Unmet needs of people with severe multiple sclerosis and their carers: qualitative findings for a home-based intervention

Collaborators, Affiliations

Unmet needs of people with severe multiple sclerosis and their carers: qualitative findings for a home-based intervention

Claudia Borreani et al. PLoS One. .

Abstract

Background: Few data on services for people with severe multiple sclerosis (MS) are available. The Palliative Network for Severely Affected Adults with MS in Italy (PeNSAMI) developed a home palliative care program for MS patients and carers, preceded by a literature review and qualitative study (here reported).

Objective: To identify unmet needs of people with severe MS living at home by qualitative research involving key stakeholders, and theorize broad areas of intervention to meet those needs.

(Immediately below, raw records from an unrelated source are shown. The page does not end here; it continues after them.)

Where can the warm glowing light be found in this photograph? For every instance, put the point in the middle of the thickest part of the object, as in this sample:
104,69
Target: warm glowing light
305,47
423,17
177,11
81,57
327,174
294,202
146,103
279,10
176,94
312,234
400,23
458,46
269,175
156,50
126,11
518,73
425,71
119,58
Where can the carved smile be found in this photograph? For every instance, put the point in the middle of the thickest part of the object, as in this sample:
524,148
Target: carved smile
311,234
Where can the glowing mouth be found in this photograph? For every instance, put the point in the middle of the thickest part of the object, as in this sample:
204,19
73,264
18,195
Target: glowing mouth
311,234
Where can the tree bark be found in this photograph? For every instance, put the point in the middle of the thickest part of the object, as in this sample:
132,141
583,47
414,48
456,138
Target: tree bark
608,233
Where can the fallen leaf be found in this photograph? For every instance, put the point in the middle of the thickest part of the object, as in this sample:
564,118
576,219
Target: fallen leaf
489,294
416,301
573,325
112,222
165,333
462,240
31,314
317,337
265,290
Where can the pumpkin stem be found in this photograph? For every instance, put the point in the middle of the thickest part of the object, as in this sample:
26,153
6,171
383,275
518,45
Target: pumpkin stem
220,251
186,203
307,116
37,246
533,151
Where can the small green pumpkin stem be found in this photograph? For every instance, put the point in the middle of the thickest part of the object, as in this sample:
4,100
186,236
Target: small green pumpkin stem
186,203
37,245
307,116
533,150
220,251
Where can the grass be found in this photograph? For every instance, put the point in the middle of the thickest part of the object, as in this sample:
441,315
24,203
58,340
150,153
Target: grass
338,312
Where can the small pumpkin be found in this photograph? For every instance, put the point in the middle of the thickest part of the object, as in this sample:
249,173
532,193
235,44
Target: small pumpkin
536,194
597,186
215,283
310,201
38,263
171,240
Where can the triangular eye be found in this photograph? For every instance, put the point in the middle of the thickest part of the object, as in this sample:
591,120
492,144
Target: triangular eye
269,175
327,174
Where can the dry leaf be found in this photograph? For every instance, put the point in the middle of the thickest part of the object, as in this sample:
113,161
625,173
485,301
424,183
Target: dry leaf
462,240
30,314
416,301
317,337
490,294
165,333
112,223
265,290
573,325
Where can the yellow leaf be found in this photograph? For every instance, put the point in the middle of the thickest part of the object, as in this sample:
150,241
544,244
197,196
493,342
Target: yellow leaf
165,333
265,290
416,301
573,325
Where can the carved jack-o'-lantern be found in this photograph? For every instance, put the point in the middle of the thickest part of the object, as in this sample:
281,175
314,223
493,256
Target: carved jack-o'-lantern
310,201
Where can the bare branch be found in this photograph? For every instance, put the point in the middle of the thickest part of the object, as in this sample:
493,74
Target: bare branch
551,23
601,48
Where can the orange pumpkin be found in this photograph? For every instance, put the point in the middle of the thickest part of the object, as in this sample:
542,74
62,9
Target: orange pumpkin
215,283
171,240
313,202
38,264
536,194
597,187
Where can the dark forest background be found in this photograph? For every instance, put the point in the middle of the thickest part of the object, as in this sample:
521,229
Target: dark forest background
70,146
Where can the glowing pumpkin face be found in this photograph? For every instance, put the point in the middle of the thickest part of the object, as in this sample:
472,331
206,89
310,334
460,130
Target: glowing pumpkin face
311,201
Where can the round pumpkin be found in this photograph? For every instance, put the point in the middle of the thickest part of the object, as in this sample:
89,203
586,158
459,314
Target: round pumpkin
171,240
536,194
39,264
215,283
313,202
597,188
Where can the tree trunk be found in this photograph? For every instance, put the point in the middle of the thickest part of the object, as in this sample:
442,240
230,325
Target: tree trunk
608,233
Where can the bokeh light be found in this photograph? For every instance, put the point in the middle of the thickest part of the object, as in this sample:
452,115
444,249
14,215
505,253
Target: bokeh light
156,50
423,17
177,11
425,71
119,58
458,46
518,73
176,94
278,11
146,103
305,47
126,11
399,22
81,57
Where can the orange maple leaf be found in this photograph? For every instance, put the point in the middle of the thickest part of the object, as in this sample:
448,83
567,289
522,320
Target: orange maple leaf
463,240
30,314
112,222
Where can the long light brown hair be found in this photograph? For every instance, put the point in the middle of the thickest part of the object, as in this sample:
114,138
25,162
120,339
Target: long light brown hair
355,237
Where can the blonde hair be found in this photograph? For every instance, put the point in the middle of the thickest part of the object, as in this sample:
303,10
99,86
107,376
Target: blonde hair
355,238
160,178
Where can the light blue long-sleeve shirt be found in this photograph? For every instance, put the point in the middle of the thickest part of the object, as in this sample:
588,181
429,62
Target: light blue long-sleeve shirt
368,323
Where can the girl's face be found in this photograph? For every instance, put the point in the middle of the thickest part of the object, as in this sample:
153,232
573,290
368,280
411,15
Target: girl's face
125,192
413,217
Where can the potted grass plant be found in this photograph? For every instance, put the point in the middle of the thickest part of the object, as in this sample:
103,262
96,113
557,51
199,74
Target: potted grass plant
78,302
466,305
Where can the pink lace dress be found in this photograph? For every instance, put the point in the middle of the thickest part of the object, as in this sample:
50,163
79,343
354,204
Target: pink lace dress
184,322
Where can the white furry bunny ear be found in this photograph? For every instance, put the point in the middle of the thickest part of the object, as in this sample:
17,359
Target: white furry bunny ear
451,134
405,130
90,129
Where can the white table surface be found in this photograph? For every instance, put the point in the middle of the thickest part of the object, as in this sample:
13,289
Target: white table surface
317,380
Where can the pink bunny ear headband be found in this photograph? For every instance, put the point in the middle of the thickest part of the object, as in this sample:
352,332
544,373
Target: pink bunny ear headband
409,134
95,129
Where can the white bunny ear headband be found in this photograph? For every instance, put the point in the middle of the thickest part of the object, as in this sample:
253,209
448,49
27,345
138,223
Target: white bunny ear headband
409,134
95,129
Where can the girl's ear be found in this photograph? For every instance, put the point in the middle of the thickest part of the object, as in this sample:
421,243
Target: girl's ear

Method: Data were collected from: at least 10 personal interviews with adults with severe MS (primary/secondary progressive, EDSS≥8.0); three focus group meetings (FGs) of carers of people with severe MS; and two FGs of health professionals (HPs). Grounded theory guided the analysis of interview and FG transcripts, from which the areas of intervention were theorized.

Results: Between October 2012 and May 2013, 22 MS patients, 30 carers and 18 HPs participated. Forty-eight needs themes were identified, grouped into 14 categories and four domains. Seven, highly interdependent intervention areas were theorized. Patients had difficulties expressing needs; experiences of burden and loneliness were prominent, chiefly in dysfunctional, less affluent families, and among parent carers. Needs differed across Italy with requirements for information and access to services highest in the South. All participants voiced a strong need for qualified personnel and care coordination in day-to-day home care. Personal hygiene emerged as crucial, as did the need for a supportive network and preservation of patient/carer roles within family and community.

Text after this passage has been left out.